Reported args for failure case shows functions instead of values when using for-all

dparis commented 9 years ago

When a test fails using the test.chuck for-all macro, the failure report data lists functions as the failing arguments. Here's a simple repro case and the resulting failure report:

(test-check/quick-check 20
 (test-chuck-prop/for-all [x test-check-gen/pos-int] (< 0 x)))

{:result false
 :seed 1423884093065
 :failing-size 0
 :num-tests 1
 :fail [#<utils_test$eval18115$fn__18118$fn__18119 hunter.utils_test$eval18115$fn__18118$fn__18119@7ff7aa49>]
 :shrunk {:total-nodes-visited 0
          :depth 0 
          :result false
          :smallest (#<utils_test$eval18115$fn__18118$fn__18119 hunter.utils_test$eval18115$fn__18118$fn__18119@7ff7aa49>)}}

I looked over the macro expansion, but I wasn't familiar enough with the test.check internals to notice anything obviously wrong. Hopefully it's a quick fix!
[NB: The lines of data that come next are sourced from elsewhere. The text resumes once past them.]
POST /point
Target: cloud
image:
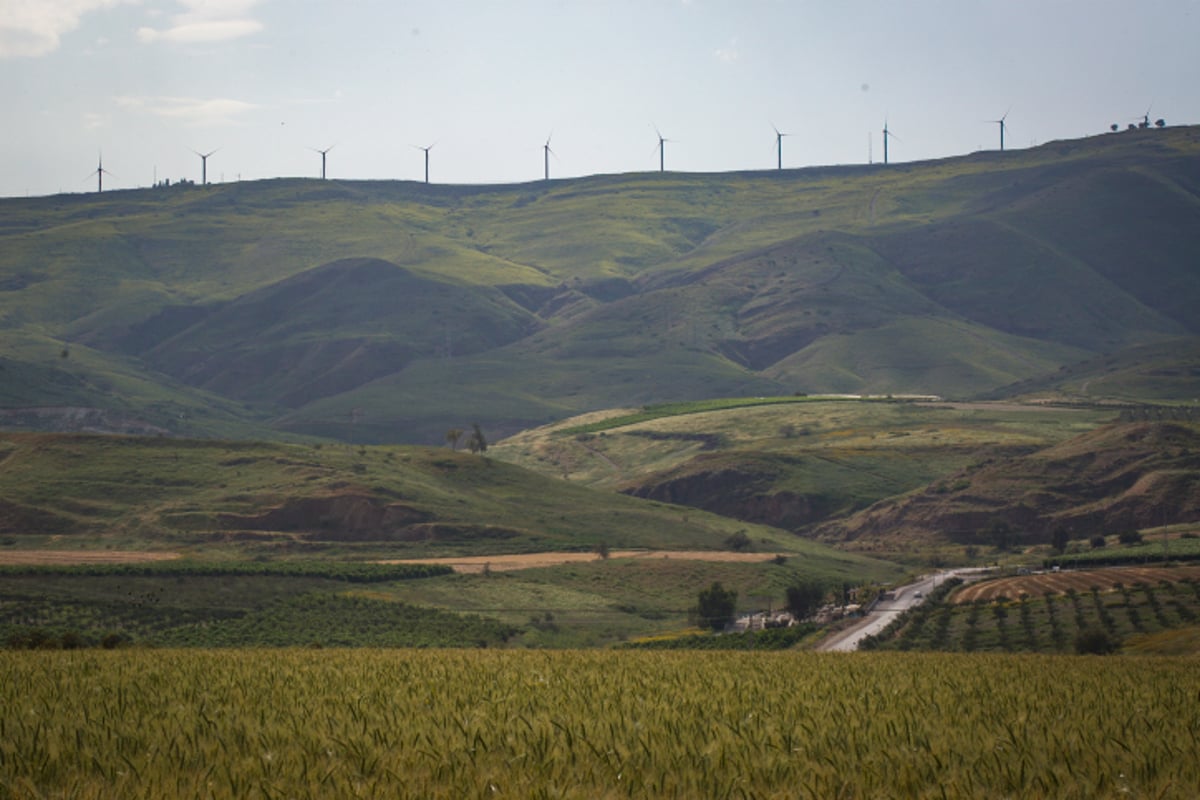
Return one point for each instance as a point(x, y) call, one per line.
point(190, 110)
point(729, 54)
point(205, 22)
point(34, 28)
gfredericks commented 9 years ago

oh this is interesting; obviously the current behavior is unhelpful but it's not obvious what the correct behavior is here -- it seems weird to me to just use a tuple like c.t.c.p/for-all does, since multiple clauses are no longer peers -- i.e., for

(test-chuck-prop/for-all [count gen/pos-int, xs (gen/vector gen/pos-int count)] ...)

it would strike me as strange to see :fail [3 [1 2 3]]; and it would get even weirder if you start using :parallel.

But anyhow an alternative idea that I'm also not sure about is to figure out exactly which symbols are bound in all the expressions and generate a map based on that. So in the above example you'd end up with:

:fail [{count 3, xs [1 2 3]}]

If you can't think of any reason that's terrible or a clearly better idea, I'd be okay pushing that out just on the merits of it being strictly more useful than what it does currently.

gfredericks commented 9 years ago

This commit has code that does what I'm proposing.

dparis commented 9 years ago

Yeah, I think that's a sensible approach, or at least something like it would be. Only concern I might have, if full compatibility with test.check is desirable, would be tools which expect the tuple output of :fail and :shrunk. Outputting a map in place of the bare values would seem to collide ambiguously with cases where the first generated value bound is also a map. Maybe if the output looked like something like this:

[{::for-bindings true  ; namespaced keyword shows this is a bindings map rather than the first bound value
  count 3
  xs [1 2 3]
  :let {let-binding-a "qwerty"
        let-binding-b "asdf"}}]

That would allow tools to check (if they cared) to see if the first value was really a generated map, or if it was a test.chuck for-bindings map. Also, I think it would make sense to then put let-bound values into their own map.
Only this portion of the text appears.